The x and y coordinates are on a 16×16 grid. 16 is 24, so we can use the same approach we used for tile ids, and get each dimension into 4 bits. Given two dimensions that’s another 8 bits.

So now we’re at a 16-bit field, or 2 bytes.

That leaves orientation. Above I represented orientation as the number of degrees rotated around the unit circle. There are 360 degrees around a circle which, while not a power of two, will fit in 9 bits. So we could continue to store this and use another 9 bits, or 3 bytes and 1 bit. However, we can’t really use all 360 degrees, these tiles are all squares, so we can only use increments of 90 degrees. That means we only need to consider 4 orientations, 0°, 90°, 180°, and 270°. This can be represented in 2 bits.

So the total storage needed to store a single tile position is 2 bytes and 2 bits.

But then we hit reality, computer systems rarely like to store things that are less than a byte, so really we end up with 3 bytes, and 6 bits of space (or 25%!) wasted:

That’s a lot of wasted storage! Time for some bit packing! It’s possible to pack in data from the next tile into that wasted space to avoid reclaim it. We start by putting the first six bits of the tile id into the wasted space, and then filling the next byte with the remaining two bits, and the x coordinate, etc. Finally, repeat until we reach a byte boundary, ending up with a structure that looks like this:

So we can store 4 tiles every 11 bytes with zero wasted storage. Great!

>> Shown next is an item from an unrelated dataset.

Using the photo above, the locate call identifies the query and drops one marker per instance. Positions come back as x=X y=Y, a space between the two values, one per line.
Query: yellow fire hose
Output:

If you want to try to do this, be very careful with your bit-shift operators! Most of the bit-shift operators will shift the sign bit, and certain languages (like Java) make assumptions around the unit type when you are reading a byte field. Those caused some headaches for me while implementing this, but now I have a completed, and thoroughly tested, solution. On to generating new board states!